Born in London, Jane Maria Bowkett was the eldest of thirteen siblings. Many of her sisters became artists as well. Her father, Thomas Bowkett, was a medical practitioner and was active in the Chartist Movement. In 1862 J. M. Bowkett married the artist Charles Stuart, but continued to sign her work using her maiden name. She gave birth to six children, only three of which survived childbirth. The family, however, subsequently prospered, and in the mid 1880s Bowkett and her husband finally purchased an impressive newly built property in Hampstead with a huge galleried studio connected to the spacious house by a barrel-vaulted conservatory. She lived in this home until her death in 1891.
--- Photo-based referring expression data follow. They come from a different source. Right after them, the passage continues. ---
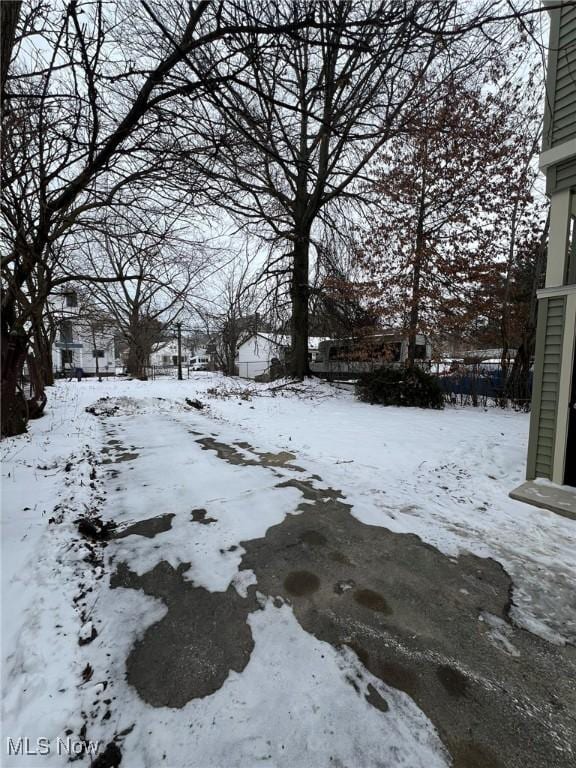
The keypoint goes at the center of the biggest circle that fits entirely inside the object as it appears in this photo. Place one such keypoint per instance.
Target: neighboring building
(165, 354)
(81, 341)
(349, 358)
(260, 351)
(552, 441)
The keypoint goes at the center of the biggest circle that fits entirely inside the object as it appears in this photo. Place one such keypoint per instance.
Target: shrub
(400, 386)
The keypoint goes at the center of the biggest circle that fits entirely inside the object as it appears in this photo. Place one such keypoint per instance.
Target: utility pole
(179, 327)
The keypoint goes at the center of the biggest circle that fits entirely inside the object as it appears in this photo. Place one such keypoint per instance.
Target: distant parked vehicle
(199, 363)
(349, 358)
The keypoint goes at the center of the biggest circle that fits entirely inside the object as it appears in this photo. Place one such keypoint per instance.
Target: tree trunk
(518, 384)
(42, 345)
(414, 318)
(9, 13)
(299, 291)
(14, 408)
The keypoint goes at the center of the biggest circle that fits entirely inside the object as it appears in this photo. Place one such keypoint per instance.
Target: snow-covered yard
(193, 494)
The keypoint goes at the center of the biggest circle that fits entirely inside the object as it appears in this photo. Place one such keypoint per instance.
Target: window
(66, 331)
(71, 299)
(420, 352)
(570, 270)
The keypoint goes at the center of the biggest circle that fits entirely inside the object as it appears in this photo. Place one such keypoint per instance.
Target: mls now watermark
(43, 746)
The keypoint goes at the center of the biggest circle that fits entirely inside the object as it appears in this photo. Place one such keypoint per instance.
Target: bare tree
(154, 276)
(233, 313)
(296, 132)
(84, 125)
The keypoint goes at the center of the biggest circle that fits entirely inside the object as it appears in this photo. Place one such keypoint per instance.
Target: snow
(442, 475)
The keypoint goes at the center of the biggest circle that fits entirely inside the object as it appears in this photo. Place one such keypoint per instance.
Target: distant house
(165, 354)
(260, 351)
(552, 439)
(82, 341)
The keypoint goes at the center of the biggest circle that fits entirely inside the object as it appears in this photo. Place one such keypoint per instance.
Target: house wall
(556, 329)
(82, 357)
(255, 355)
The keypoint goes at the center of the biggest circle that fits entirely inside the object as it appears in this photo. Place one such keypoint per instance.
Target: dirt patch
(149, 528)
(398, 602)
(190, 652)
(372, 600)
(199, 516)
(301, 583)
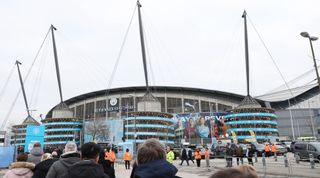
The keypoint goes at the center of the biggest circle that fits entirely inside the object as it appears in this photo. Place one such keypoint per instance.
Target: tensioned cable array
(24, 80)
(119, 55)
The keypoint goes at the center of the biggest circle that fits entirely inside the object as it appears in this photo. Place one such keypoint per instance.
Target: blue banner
(34, 134)
(6, 155)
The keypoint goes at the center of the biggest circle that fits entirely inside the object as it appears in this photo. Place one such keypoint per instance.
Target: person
(248, 169)
(202, 130)
(88, 166)
(170, 155)
(267, 149)
(21, 168)
(105, 163)
(43, 167)
(190, 131)
(151, 162)
(184, 156)
(229, 154)
(112, 157)
(207, 157)
(239, 154)
(274, 149)
(35, 153)
(127, 159)
(234, 173)
(249, 154)
(197, 156)
(190, 156)
(59, 169)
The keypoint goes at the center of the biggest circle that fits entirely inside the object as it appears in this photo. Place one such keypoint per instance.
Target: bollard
(297, 158)
(311, 161)
(286, 163)
(255, 157)
(263, 160)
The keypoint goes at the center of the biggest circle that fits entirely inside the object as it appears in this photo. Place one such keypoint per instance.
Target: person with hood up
(88, 166)
(105, 163)
(21, 168)
(170, 155)
(35, 154)
(60, 168)
(151, 162)
(43, 167)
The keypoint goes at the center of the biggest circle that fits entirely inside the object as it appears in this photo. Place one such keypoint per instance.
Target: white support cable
(7, 82)
(271, 57)
(120, 52)
(24, 80)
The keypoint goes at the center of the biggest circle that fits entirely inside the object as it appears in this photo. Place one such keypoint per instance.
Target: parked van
(303, 149)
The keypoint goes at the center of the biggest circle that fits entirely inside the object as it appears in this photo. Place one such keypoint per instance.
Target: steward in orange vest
(273, 148)
(112, 157)
(127, 159)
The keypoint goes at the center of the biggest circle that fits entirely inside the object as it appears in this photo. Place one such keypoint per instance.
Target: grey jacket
(35, 155)
(59, 169)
When Bowkett was first training to paint she attended a government-run school of design in London. Bowkett worked primarily in oils in which she often painted everyday domestic and genre scenes. She had a successful career. Her exhibition record started in 1858 with Angels Heads after Joshua Reynolds at the Society of Female Artists (later the Society of Women Artists). In 1860, she made her debut at the British Institution with Put your finger in the foxhole. This was sold for 3 guineas. Her last painting was exhibited at the Royal Hibernian Academy (The Bailiff's Daughter of Islington) in 1891. The price was £35. During the intervening years she exhibited over 120 paintings at these and many other galleries such as Society of British Artists (RBA), Royal Scottish Academy, Royal Glasgow Institute of the Fine Arts, Walker Art Gallery, Manchester Art Gallery, Royal Institute of Oil Painters. High prices could be achieved for her work; for instance, at the RBA in 1875 On the Sands at Shanklin, Isle of Wight sold for £157.10s. She also had four exhibits at the Royal Academy; one in 1861 (Preparing for dinner), two in 1881 (Ophelia and Four miles more) and one in 1882 (Sally in our Alley, etc.).